Ich denke, die „Indianer“ in den USA wissen, wie viel Rückhalt und Unterstützung sie bei uns haben. Und das liegt eben AUCH an Karl May und seinem Apachen-Helden

„Ich glaube, das ist eine Überreaktion. Dass der Verlag die Bücher vom Markt genommen hat – warum? Das ist etwas zu viel des Guten. Warum müssen wir jede Person mit einem Etikett versehen? Wir sind doch alles Menschen.“

Kendall Old Elk (Crow)

Ich bin auf Winnetous Seite. Ich unterstütze seine Geschichten und bin verärgert, dass man versucht, ihn auszuradieren. Ich fühle mich überhaupt nicht diskriminiert. Ich sehe auch nichts Rassistisches bei Winnetou

Robert Alan Packard (Sioux)

Ein Wort zur Winnetou-Debatte: Deutsche!

Ich für meinen Teil verachte diese Cancel-Kultur, die Verbotsdebatten, die Shitstorms um immer neue politisch korrekten Trendhaltungen. So nenne ich das. Und es läuft immer gleich ab. Und es stammt meist aus den selben Quellen: Die Linken, Menschen mit Migrationshintergrund und hypermoralische Supermenschen, die an für eine bessere Welt die Kunst und Kultur der Vergangenheit ändern wollten. In einer Art Zeitkapsel fliegen sie zurück und verbieten alles, was damals war und ihnen nicht passt. Und damit tun sie so, als wären wir Normalos dumm wie Bohnenstroh.

Aber wir wissen um das Unrecht, dass den „Indianern“ angetan wurde, wissen um den Völkermord an ihnen, wissen wie Gay-People verachtet werden und wurden, wissen, dass es Alltagsrassismus und auch strukturellen Rassismus gibt. Und es ist gut darüber zu reden. Aber Verbote und Shitstorm, Angst und Hass gehören in diese Debatten nicht. Ich persönlich kenne weiße linke Frauen, die dich bei einer falschen Bemerkung in den Boden rammen und dich mit geplanten Shitstorms aus der Community verbannen wollen (vielleicht schreibe ich noch mal darüber). Ich kenne LINKE Frauen, die ausgrenzen und diffamieren.

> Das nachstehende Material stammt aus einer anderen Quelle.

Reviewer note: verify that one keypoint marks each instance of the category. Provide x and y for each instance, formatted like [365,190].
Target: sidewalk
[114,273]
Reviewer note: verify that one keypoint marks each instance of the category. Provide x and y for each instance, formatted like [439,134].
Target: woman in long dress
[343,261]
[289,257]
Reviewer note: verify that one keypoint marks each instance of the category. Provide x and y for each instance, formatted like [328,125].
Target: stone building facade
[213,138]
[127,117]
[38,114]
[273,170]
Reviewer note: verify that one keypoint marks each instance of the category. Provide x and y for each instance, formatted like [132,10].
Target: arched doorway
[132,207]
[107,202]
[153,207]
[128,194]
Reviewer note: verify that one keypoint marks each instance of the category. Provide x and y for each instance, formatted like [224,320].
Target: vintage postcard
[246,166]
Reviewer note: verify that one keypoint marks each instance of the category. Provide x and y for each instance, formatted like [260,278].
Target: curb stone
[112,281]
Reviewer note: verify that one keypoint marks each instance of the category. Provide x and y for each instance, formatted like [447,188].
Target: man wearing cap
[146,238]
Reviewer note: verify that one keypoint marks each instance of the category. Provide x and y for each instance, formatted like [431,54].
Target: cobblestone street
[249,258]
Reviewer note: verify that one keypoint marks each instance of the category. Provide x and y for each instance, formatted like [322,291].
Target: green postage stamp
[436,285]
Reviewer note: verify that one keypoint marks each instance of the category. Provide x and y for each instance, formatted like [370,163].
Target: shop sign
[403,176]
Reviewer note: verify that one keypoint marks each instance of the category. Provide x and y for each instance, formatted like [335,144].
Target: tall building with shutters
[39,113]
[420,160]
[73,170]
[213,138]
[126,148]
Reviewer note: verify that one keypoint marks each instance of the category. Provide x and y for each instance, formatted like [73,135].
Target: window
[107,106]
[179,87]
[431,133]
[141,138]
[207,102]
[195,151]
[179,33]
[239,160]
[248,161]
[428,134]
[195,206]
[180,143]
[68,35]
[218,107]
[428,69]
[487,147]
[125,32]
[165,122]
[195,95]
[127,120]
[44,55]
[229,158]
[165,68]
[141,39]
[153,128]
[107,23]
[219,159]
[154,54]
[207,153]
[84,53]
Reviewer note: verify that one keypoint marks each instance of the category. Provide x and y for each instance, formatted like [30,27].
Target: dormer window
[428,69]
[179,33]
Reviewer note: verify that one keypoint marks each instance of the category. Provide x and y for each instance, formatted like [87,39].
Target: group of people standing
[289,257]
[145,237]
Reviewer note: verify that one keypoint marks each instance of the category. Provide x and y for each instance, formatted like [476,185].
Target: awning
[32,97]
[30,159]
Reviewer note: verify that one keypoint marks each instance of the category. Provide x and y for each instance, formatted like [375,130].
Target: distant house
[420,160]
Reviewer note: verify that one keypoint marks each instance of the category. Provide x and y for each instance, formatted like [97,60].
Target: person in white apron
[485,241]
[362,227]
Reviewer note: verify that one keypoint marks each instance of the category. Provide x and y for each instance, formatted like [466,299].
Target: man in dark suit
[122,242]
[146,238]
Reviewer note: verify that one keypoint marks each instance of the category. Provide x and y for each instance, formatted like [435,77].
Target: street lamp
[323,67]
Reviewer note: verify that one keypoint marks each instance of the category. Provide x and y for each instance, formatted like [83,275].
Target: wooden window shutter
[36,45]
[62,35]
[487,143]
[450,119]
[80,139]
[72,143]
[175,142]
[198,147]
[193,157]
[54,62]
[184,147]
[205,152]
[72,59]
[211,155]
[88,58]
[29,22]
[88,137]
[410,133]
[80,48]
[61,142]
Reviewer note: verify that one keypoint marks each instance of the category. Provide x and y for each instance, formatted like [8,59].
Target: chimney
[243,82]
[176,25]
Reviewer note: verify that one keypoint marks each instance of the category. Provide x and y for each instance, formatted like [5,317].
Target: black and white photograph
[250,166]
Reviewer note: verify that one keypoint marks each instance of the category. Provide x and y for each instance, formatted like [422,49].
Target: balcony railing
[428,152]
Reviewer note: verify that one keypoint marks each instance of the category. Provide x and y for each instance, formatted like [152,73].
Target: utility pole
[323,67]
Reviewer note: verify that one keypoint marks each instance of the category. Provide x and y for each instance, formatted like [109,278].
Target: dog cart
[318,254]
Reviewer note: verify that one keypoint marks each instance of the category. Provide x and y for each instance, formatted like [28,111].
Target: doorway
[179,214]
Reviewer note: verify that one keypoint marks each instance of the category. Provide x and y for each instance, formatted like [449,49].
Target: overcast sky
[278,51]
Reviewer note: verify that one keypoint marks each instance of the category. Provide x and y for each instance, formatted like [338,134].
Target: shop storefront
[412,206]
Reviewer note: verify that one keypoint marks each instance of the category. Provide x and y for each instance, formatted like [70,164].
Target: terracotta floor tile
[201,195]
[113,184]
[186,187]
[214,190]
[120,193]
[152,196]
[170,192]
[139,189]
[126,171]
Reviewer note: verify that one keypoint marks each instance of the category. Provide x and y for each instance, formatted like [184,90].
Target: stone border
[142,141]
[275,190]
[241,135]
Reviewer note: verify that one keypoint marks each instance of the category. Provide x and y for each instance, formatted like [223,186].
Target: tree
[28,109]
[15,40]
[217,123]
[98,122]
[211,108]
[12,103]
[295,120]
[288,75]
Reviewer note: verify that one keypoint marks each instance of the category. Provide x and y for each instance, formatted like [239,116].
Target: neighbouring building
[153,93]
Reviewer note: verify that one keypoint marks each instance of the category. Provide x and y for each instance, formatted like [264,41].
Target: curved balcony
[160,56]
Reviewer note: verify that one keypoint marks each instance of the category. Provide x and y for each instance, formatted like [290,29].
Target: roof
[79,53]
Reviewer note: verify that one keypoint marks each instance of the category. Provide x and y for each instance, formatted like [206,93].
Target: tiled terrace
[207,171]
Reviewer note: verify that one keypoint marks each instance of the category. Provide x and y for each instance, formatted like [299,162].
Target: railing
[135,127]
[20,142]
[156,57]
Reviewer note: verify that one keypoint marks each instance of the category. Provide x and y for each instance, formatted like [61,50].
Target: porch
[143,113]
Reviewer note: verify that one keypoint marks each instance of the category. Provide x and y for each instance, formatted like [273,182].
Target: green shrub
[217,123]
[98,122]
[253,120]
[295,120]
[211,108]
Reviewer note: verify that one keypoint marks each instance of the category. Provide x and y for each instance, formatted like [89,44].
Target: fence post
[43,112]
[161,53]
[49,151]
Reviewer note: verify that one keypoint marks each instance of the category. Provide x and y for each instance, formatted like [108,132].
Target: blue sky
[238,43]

Mir reichts jedenfalls. Weder Winnetou, weder Pipi Langstrumpf, noch ihr Vater, weder die Biene Maja, noch die Cartwrights mit ihrem chinesischen Koch (Bonanza) waren Rassisten und Völkermörder. Auch die Familie Ricks waren keine Tierquäler in Flipper. All diese Figuren haben genau das Gegenteil von dem erreicht, was die verdammte linke Cancel-Kultur so gern für sich vereinnahmt: Sie haben gute Menschen aus uns gemacht. Böse ist das, was uns das verdrehen will und uns allen etwas unfassbar Bösartiges unterstellt. So wird ein Schuh draus. Der Schuh des Manitous.